6. Mitigation Strategies and Best Practices

Multiple mitigation approaches have been proposed:

• Multi-label and Vectorized Reward Construction: In RL, explicitly scoring action, state, and temporal satisfaction, rather than collapsing constraints to a scalar, reduces false positives (Huang et al., 2023).
• Trajectory-Level Preference Learning: Transitioning from step-wise shaping to upvoting matched trajectories or offline optimization avoids error accumulation due to reward loosening (Huang et al., 2023).
• Prompt Auditing and Ensemble: Evaluating models on sets of plausible prompt variants, reporting performance ranges, and aggregating outputs over prompt ensembles enhances robustness (Arroyo et al., 2024).
• Surface-Form Data Augmentation: Incorporating meaning-preserving paraphrases during instruction-tuning, or regularizing outputs against syntactic variations, builds surface invariance (Carranza, 8 Oct 2025).
• Soft Prompt Embeddings: Optimizing embeddings to collapse representations of equivalent instructions mitigates embedding-level variance (Arroyo et al., 2024).
• User Education and Template Validation: Informing end-users (e.g., clinicians) about prompt sensitivity; alerting when prompts deviate from validated forms (Arroyo et al., 2024).
• Consistency in Label Framing: Fixing label sets and numeric scales avoids semantic drift in classification tasks (Li et al., 9 Sep 2025).
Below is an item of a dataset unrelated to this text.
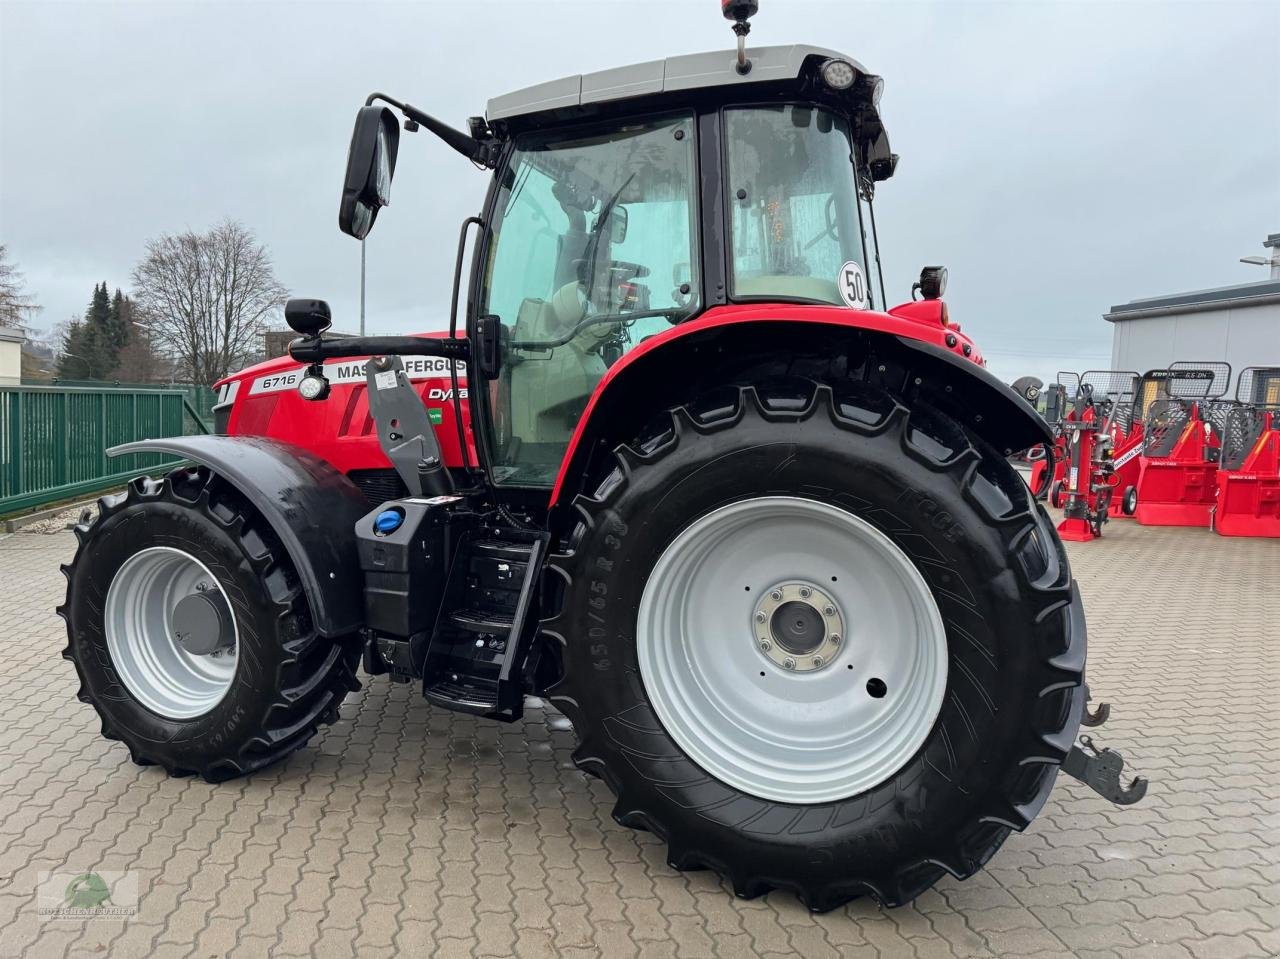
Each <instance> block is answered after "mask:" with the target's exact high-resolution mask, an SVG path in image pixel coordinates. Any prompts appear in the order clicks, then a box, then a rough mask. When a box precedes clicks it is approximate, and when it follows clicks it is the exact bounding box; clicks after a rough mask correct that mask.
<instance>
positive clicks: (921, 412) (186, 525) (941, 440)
mask: <svg viewBox="0 0 1280 959" xmlns="http://www.w3.org/2000/svg"><path fill="white" fill-rule="evenodd" d="M751 8H754V3H749V4H748V3H728V4H726V13H727V14H730V15H731V17H732V18H735V20H736V29H737V32H739V50H737V54H736V55H735V54H733V52H709V54H699V55H690V56H676V58H671V59H667V60H659V61H654V63H644V64H637V65H632V67H625V68H618V69H612V70H605V72H602V73H594V74H585V76H573V77H567V78H564V79H559V81H554V82H550V83H543V85H539V86H535V87H530V88H527V90H522V91H518V92H516V93H509V95H507V96H500V97H498V99H495V100H492V101H490V102H489V108H488V113H486V115H485V117H484V118H474V119H471V122H470V124H468V129H467V132H461V131H458V129H453V128H451V127H448V125H445V124H444V123H442V122H440V120H438V119H435V118H433V117H430V115H428V114H426V113H424V111H422V110H420V109H417V108H415V106H411V105H410V104H406V102H399V101H396V100H393V99H390V97H388V96H384V95H381V93H374V95H372V96H370V97H369V101H367V105H366V106H365V108H364V109H361V110H360V114H358V117H357V120H356V128H355V133H353V136H352V141H351V147H349V154H348V165H347V174H346V183H344V187H343V193H342V205H340V216H339V225H340V228H342V229H343V230H344V232H347V233H348V234H351V236H353V237H357V238H362V237H365V234H367V233H369V230H370V228H371V227H372V225H374V220H375V218H376V216H378V214H379V211H380V210H381V207H383V206H385V205H387V202H388V197H389V191H390V186H392V175H393V173H394V172H396V166H397V159H398V140H399V128H401V122H402V120H403V125H404V128H406V129H407V131H417V129H420V128H426V129H428V131H430V132H431V133H433V134H435V136H436V137H438V138H439V140H442V141H444V143H445V145H447V146H449V147H452V149H453V150H454V151H457V152H460V154H462V156H463V157H465V159H467V160H470V161H471V163H472V164H475V165H476V166H477V168H480V169H481V170H492V173H493V178H492V183H490V187H489V192H488V196H486V198H485V202H484V207H483V210H481V213H480V215H479V216H475V218H470V219H468V220H467V222H466V223H465V224H463V229H462V237H461V238H460V250H458V261H457V262H458V266H457V274H456V296H454V319H453V320H452V321H451V324H449V329H448V333H447V334H444V335H385V337H337V335H326V329H328V328H329V324H330V315H329V309H328V306H326V305H325V303H324V302H321V301H314V300H293V301H291V302H289V305H288V307H287V310H285V316H287V320H288V323H289V325H291V326H292V328H293V329H294V330H296V332H297V333H298V334H300V335H298V338H297V339H296V341H294V342H293V344H292V347H291V353H292V359H291V360H280V361H273V362H268V364H264V365H260V366H256V367H252V369H248V370H244V371H242V373H239V374H237V375H234V376H230V378H228V379H227V380H225V382H223V383H220V384H218V391H219V401H220V402H219V406H218V421H219V425H220V430H219V431H220V434H221V435H209V437H187V438H170V439H156V440H148V442H142V443H132V444H129V446H125V447H120V448H118V449H114V451H113V452H114V453H133V452H141V451H145V452H152V453H154V452H163V453H170V455H177V456H180V457H183V458H184V461H186V465H183V466H180V467H179V469H175V470H173V471H172V472H169V474H168V475H165V476H161V478H159V479H148V478H141V479H137V480H136V481H133V483H132V484H129V487H128V489H127V490H125V492H124V493H122V494H119V496H114V497H108V498H105V499H104V501H102V503H101V510H100V513H99V516H97V519H96V520H95V521H93V522H91V524H88V522H86V524H82V525H81V528H79V529H78V538H79V543H81V545H79V549H78V552H77V556H76V560H74V562H73V563H72V566H70V567H68V571H67V574H68V579H69V586H68V594H67V602H65V606H63V607H60V612H61V615H63V616H64V617H65V620H67V625H68V636H69V643H68V647H67V650H65V656H67V658H68V659H70V661H72V662H73V663H74V665H76V668H77V671H78V673H79V679H81V681H82V688H81V693H79V697H81V699H82V700H84V702H87V703H91V704H92V705H93V708H95V709H97V712H99V714H100V716H101V720H102V734H104V735H105V736H108V737H110V739H118V740H122V741H123V743H124V744H125V745H127V746H128V749H129V752H131V754H132V757H133V759H134V761H136V762H140V763H147V764H151V763H155V764H160V766H163V767H164V768H165V770H168V771H169V772H173V773H179V775H180V773H197V775H200V776H204V777H205V778H207V780H223V778H227V777H232V776H239V775H244V773H250V772H252V771H253V770H257V768H260V767H262V766H265V764H268V763H273V762H276V761H279V759H280V758H283V757H285V755H288V754H289V753H292V752H293V750H296V749H298V748H301V746H302V745H303V744H305V743H306V741H307V740H308V739H310V737H311V735H312V734H314V732H315V731H316V727H317V726H319V725H320V723H324V722H332V721H333V720H334V717H335V716H337V714H338V705H339V703H342V700H343V697H346V695H347V693H349V691H351V690H353V689H356V688H357V685H358V682H357V679H356V675H357V670H360V668H361V667H362V670H364V671H365V672H366V673H370V675H375V676H378V675H381V676H387V677H389V680H390V681H402V682H415V684H419V686H420V689H421V693H422V695H424V697H425V698H426V699H428V700H430V703H431V704H433V705H434V707H438V708H444V709H456V711H461V712H466V713H474V714H477V716H483V717H489V718H493V720H499V721H515V720H518V718H520V717H521V709H522V705H524V702H525V697H526V695H535V697H545V698H548V699H549V700H550V703H552V704H554V707H556V708H558V709H561V711H562V712H563V713H566V714H567V717H568V718H570V720H571V721H572V723H573V729H575V730H576V734H577V737H579V746H577V752H576V754H575V758H576V762H577V764H579V767H580V768H581V770H584V771H585V772H588V773H591V775H595V776H600V777H603V778H604V781H605V782H607V784H608V785H609V787H611V789H612V790H613V791H614V793H616V794H617V805H616V808H614V818H616V819H617V821H618V822H620V823H623V825H626V826H631V827H636V828H644V830H650V831H653V832H654V834H657V835H659V836H662V839H663V840H664V841H666V844H667V846H668V850H669V853H668V858H669V862H671V864H672V866H673V867H676V868H681V869H684V868H700V867H709V868H713V869H716V871H718V872H719V873H721V874H723V876H727V877H728V878H730V881H731V882H732V886H733V890H735V891H736V892H737V894H740V895H746V896H751V895H758V894H762V892H765V891H767V890H769V889H772V887H783V889H790V890H794V891H795V892H796V894H797V895H799V896H800V898H801V899H803V900H804V901H805V903H806V904H808V905H809V907H810V908H813V909H829V908H832V907H835V905H837V904H840V903H842V901H845V900H847V899H850V898H854V896H858V895H870V896H874V898H876V899H877V900H879V901H881V903H884V904H900V903H906V901H909V900H910V899H913V898H914V896H916V895H918V894H920V892H922V891H923V890H925V889H928V887H929V886H931V885H933V883H934V882H936V881H937V880H938V878H941V877H942V876H945V874H947V873H950V874H952V876H957V877H965V876H970V874H973V873H974V872H977V871H978V869H980V868H982V866H983V864H984V863H986V862H987V860H988V859H989V858H991V857H992V855H993V854H995V851H996V849H997V848H998V846H1000V845H1001V842H1002V841H1004V840H1005V837H1006V836H1007V835H1009V834H1010V831H1011V830H1021V828H1024V827H1025V826H1027V825H1028V823H1029V822H1030V821H1032V819H1033V817H1034V816H1036V814H1037V813H1038V812H1039V809H1041V808H1042V807H1043V804H1044V802H1046V799H1047V796H1048V794H1050V790H1051V787H1052V785H1053V781H1055V778H1056V776H1057V772H1059V770H1060V768H1065V770H1066V771H1068V772H1070V773H1073V775H1075V776H1078V777H1082V778H1084V780H1085V781H1088V782H1089V785H1092V786H1093V787H1094V789H1097V790H1098V791H1101V793H1102V794H1103V795H1107V796H1108V798H1111V799H1114V800H1116V802H1121V803H1124V802H1133V800H1135V799H1137V798H1139V796H1140V794H1142V791H1143V789H1144V784H1143V782H1142V781H1140V780H1139V781H1137V782H1135V784H1134V785H1132V786H1121V785H1120V780H1119V775H1120V766H1121V761H1120V757H1119V755H1117V754H1115V753H1112V752H1110V750H1102V752H1101V753H1100V752H1096V750H1094V752H1092V753H1087V752H1083V750H1082V749H1080V748H1079V746H1075V745H1074V743H1075V739H1076V735H1078V730H1079V726H1080V723H1082V717H1083V718H1085V720H1088V717H1089V713H1088V711H1087V708H1085V700H1087V698H1088V694H1087V688H1085V685H1084V662H1085V626H1084V615H1083V609H1082V604H1080V595H1079V593H1078V590H1076V586H1075V584H1074V583H1073V579H1071V575H1070V571H1069V568H1068V562H1066V556H1065V553H1064V551H1062V547H1061V544H1060V543H1059V539H1057V536H1056V534H1055V531H1053V526H1052V524H1051V522H1050V520H1048V519H1047V516H1046V513H1044V512H1043V511H1042V510H1041V508H1039V507H1038V504H1037V503H1036V502H1034V501H1033V499H1032V497H1030V494H1029V490H1028V489H1027V485H1025V484H1024V483H1023V481H1021V480H1020V479H1019V476H1018V475H1016V472H1015V471H1014V470H1012V469H1011V466H1010V465H1009V462H1007V461H1006V456H1009V455H1011V453H1014V452H1016V451H1020V449H1024V448H1028V447H1030V446H1034V444H1038V443H1039V444H1044V446H1050V444H1052V442H1053V438H1052V435H1051V434H1050V431H1048V429H1047V428H1046V425H1044V423H1043V420H1041V419H1039V416H1038V415H1037V414H1036V412H1034V410H1033V408H1032V407H1030V406H1028V403H1027V402H1025V401H1024V399H1023V398H1019V397H1018V396H1016V394H1015V393H1014V392H1012V391H1011V389H1010V388H1009V387H1006V385H1005V384H1002V383H1000V382H998V380H997V379H996V378H995V376H992V375H991V374H988V373H987V370H986V369H984V367H983V361H982V356H980V353H979V351H978V350H977V348H975V347H974V344H973V343H972V342H970V339H969V338H968V337H966V335H965V334H963V333H961V332H960V330H959V328H956V326H955V325H954V324H951V323H948V319H947V310H946V306H945V305H943V302H942V300H941V294H942V291H943V282H945V271H943V270H942V269H941V268H928V269H925V270H924V273H923V274H922V277H920V282H919V284H918V288H916V292H918V293H919V296H920V298H919V300H913V301H911V302H909V303H904V305H902V306H896V307H892V309H886V303H884V294H883V283H882V282H881V275H879V255H878V248H877V243H876V232H874V220H873V219H872V201H873V195H874V188H876V184H877V183H881V182H883V181H886V179H887V178H890V177H891V175H892V173H893V170H895V166H896V163H897V156H896V155H895V154H892V152H891V151H890V146H888V138H887V136H886V132H884V125H883V122H882V119H881V114H879V100H881V88H882V81H881V78H879V77H877V76H874V74H872V73H869V72H868V70H867V69H865V68H864V67H863V65H861V64H859V63H856V61H854V60H851V59H850V58H847V56H845V55H842V54H837V52H832V51H828V50H820V49H815V47H809V46H776V47H759V49H751V50H746V49H745V47H744V45H742V42H741V41H742V35H744V33H745V28H746V15H748V14H749V13H750V12H751ZM397 114H399V117H397ZM472 228H474V230H475V242H474V255H472V256H471V260H470V262H471V266H470V270H467V271H466V282H465V283H463V273H465V269H463V266H465V264H466V256H465V254H463V251H465V248H466V246H467V242H466V241H467V238H468V234H470V232H471V229H472ZM460 301H461V306H460ZM458 314H461V319H460V318H458ZM1085 745H1087V746H1089V745H1091V744H1089V743H1085ZM424 775H430V771H425V773H424Z"/></svg>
7. Ongoing Challenges and Research Directions

Priority areas for future work include:

• Scaling dynamic instruction frameworks to higher dimensions and more complex domains (e.g., chaotic, stochastic systems in symbolic discovery) (Qu et al., 31 Dec 2025).
• Developing paraphrase-adversarial fine-tuning protocols to directly minimize output brittleness across diverse linguistic forms (Carranza, 8 Oct 2025).
• Joint human–LLM sensitivity profiling to isolate legitimate from spurious brittleness, informing robust evaluation standards (Li et al., 9 Sep 2025).
• Fairness stratification in instruction-tuned models to prevent demographic disparities caused by prompt artifacts (Arroyo et al., 2024).
• Decoding strategies and self-consistency studies exploring the impact of temperature, top-$k$ sampling, and other generation hyperparameters on brittleness (Li et al., 9 Sep 2025).

Instruction brittleness remains a central obstacle in the quest for reliable, generalizable instruction-following agents and models. Its mitigation demands careful attention to reward design, evaluation methodologies, prompt diversity, and user practice, as well as ongoing research into dynamic adaptation and fairness.